Thanks for the input guys that sounds logical and sensible. I have to admit when it comes to competing with my friends I am not really either of those. Enduring a year of smack talk is tough when you are among the animals I deal with! Upgrading the wheel set and cassette sounds like a good idea to step it up somewhat without going to crazy and learning more about my capabilities and that of the bike's. Could you give me directions on where to look for relevant reviews and periodicals where I can get educated?


----------



## PlatyPius (Feb 1, 2009)

I would say to look at some brands other than "Chevy" and "Chrysler". It's the Fiats, Ferraris, Bugattis, BMWs, and Nissans that make life interesting.... not the same old boring crap that everyone else has.


----------



## mpre53 (Oct 25, 2011)

If you're looking at the 2014 SL 4, both the Tarmac and Roubaix in the Expert trim have 11 speed Ultegra 6800. So you get the same number of cogs on the rear. Also, Race Lite and Fulcrum 4 should be comparable wheelsets. The difference will be the gearing. Assuming that because a Madone is one bike under consideration, and you'll be interested in the Tarmac, that has a 52/36 crank up front and 11-28 on the rear. The Roubaix, on the other hand, has a 50/34 up front and a 11-32 cassette on the back. If you go with a Madone, and a P1 build, you can probably choose between a standard double (53/39) or a compact (50/34), and the same with a stock 6.2 depending on whether you choose the H1 or H2 geometry.

The other big difference is price. Either a P1 build with 6800 and Race Lite or the stock 6.2 will run you $800 more than either a Tarmac or Roubaix Elite, at full MSRP. Shop discounts may vary.

I have no idea how the series 6 frames match up against the FACT 10 frames on the Elite series Speshes. Probably roughly comparable, since they're both one grade below the companies' top of the line (and price) frames.


----------



## roblondon (Dec 4, 2013)

mpre53 said:


> If you're looking at the 2014 SL 4, both the Tarmac and Roubaix in the Expert trim have 11 speed Ultegra 6800. So you get the same number of cogs on the rear. Also, Race Lite and Fulcrum 4 should be comparable wheelsets. The difference will be the gearing. Assuming that because a Madone is one bike under consideration, and you'll be interested in the Tarmac, that has a 52/36 crank up front and 11-28 on the rear. The Roubaix, on the other hand, has a 50/34 up front and a 11-32 cassette on the back. If you go with a Madone, and a P1 build, you can probably choose between a standard double (53/39) or a compact (50/34), and the same with a stock 6.2 depending on whether you choose the H1 or H2 geometry.
> 
> The other big difference is price. Either a P1 build with 6800 and Race Lite or the stock 6.2 will run you $800 more than either a Tarmac or Roubaix Elite, at full MSRP. Shop discounts may vary.
> 
> I have no idea how the series 6 frames match up against the FACT 10 frames on the Elite series Speshes. Probably roughly comparable, since they're both one grade below the companies' top of the line (and price) frames.

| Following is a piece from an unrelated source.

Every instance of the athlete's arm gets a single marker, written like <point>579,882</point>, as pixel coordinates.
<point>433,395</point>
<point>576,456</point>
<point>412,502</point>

I was actually going to upgrade the wheelsets on either bike to a Race Lite X or the comparable version Malvic on the Specialized. The Madone I was building on line I requested the Ultegra 6800. I do want to set up the bike for climbing so I like the idea of the 32 tooth cassette. The price differential is definitely substantial if the bikes essentially perform similar. Do you have any experience with either model?


----------



## mpre53 (Oct 25, 2011)

roblondon said:


> I was actually going to upgrade the wheelsets on either bike to a Race Lite X or the comparable version Malvic on the Specialized. The Madone I was building on line I requested the Ultegra 6800. I do want to set up the bike for climbing so I like the idea of the 32 tooth cassette. The price differential is definitely substantial if the bikes essentially perform similar. Do you have any experience with either model?


No, only with the 5.2 Madone. An 11-28 was totally useless for me, where I live. I changed it out to a 12-25. When I found myself getting up anything around me easily in 34/23, I changed it to 11-23 to get single jumps to 19. I should say that this was 6700 Ultegra. I'm not familiar with the cog spacings on 6800.


----------



## jnbrown (Dec 9, 2009)

I rode Trek 5200 / 5500 for 20 years and then switched to Specialized Tarmac SL3.
The new Madones didn't do it for me but its a personal choice.
I hear the SL4 is an improvement of sorts to the SL3.


----------



## Caneray (Nov 21, 2012)

I ride a 2013 SL4 Expert and love it. I have zero experience with the Madone so I obviously cannot comment on a comparative basis. The Tarmac is a great bike. Ride both and see.


----------



## aclinjury (Sep 12, 2011)

PlatyPius said:


> I would say to look at some brands other than "Chevy" and "Chrysler". It's the Fiats, Ferraris, Bugattis, BMWs, and Nissans that make life interesting.... not the same old boring crap that everyone else has.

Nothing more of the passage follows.